Nie dajmy się zwariować
Za dużo leków, diagnoz depresji, autyzmu i ADHD? Wielki spór w psychiatrii
Po wpisaniu w wyszukiwarkach aplikacji słowa „depresja” pojawia się kilkadziesiąt propozycji. Jedne ją diagnozują (ostrzegamy: raczej udają, że to robią), inne pomagają odnaleźć sens życia. Istnieją podobne programy skierowane do osób zmagających się z lękiem, schizofrenią, zespołem stresu pourazowego, zaburzeniami odżywiania i uzależnieniami. Rozwijająca się branża selfcheckingu (samokontroli stanu zdrowia) wyruszyła na psychiatryczne łowy. Łudząc się, że zaspokoi ważną potrzebę – bo według szacunków ok. 30 proc. mieszkańców globu doświadczy zaburzeń psychicznych w swoim życiu, a dane Światowej Organizacji Zdrowia pokazują, że wielu z nich (do 55 proc. w krajach rozwiniętych i 85 proc. w rozwijających się) nie otrzymuje leczenia, którego potrzebuje, i często szuka pomocy w internecie.
Za dużo autyzmu
Eksperci mówią, że nie należy ufać aplikacjom, które – choć obiecują pomóc w kryzysach psychicznych – nie zostały pod tym kątem ocenione. Szybka interakcja z użytkownikiem – algorytm pyta o nastrój i sugeruje odpowiednie strategie jego poprawy – wygląda na zaletę. Pozornie. Gdy w Australii dokonano przeglądu 82 dostępnych na rynku aplikacji na smartfony dla osób z chorobą afektywną dwubiegunową, odkryto, że niektóre z nich zawierały zalecenia „krytycznie błędne” – np. radzono ludziom w środku epizodu maniakalnego, aby pili mocny alkohol przed snem!

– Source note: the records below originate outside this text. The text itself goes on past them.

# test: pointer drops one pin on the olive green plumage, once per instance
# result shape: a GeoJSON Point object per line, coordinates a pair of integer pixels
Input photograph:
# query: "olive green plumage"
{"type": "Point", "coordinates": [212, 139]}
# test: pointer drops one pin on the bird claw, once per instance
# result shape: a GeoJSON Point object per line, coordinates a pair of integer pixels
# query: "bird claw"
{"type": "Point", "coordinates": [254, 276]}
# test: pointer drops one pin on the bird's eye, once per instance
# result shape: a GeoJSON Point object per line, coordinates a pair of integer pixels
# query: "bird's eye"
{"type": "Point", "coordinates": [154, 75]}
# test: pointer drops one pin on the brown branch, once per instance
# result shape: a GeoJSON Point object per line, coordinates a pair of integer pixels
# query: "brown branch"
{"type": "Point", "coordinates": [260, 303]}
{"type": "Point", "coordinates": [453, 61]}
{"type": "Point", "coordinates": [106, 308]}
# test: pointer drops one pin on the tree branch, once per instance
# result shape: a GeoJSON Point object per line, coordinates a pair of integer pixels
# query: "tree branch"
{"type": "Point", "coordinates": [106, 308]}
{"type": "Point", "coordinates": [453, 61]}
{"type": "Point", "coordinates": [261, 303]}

Może lepszą pomocą służą książki, które w tradycyjny sposób komunikują się z pacjentami? Tu również istnieje ryzyko, że w ręce wpadnie poradnik napisany przez niekompetentnego autora. Co prawda wielu psychiatrów nie widzi niczego złego, kiedy czytelnicy w ten sposób rozwiązują swoje dylematy lub zmieniają zakorzenione wzorce myślowe – o ile porady są naukowo uzasadnione.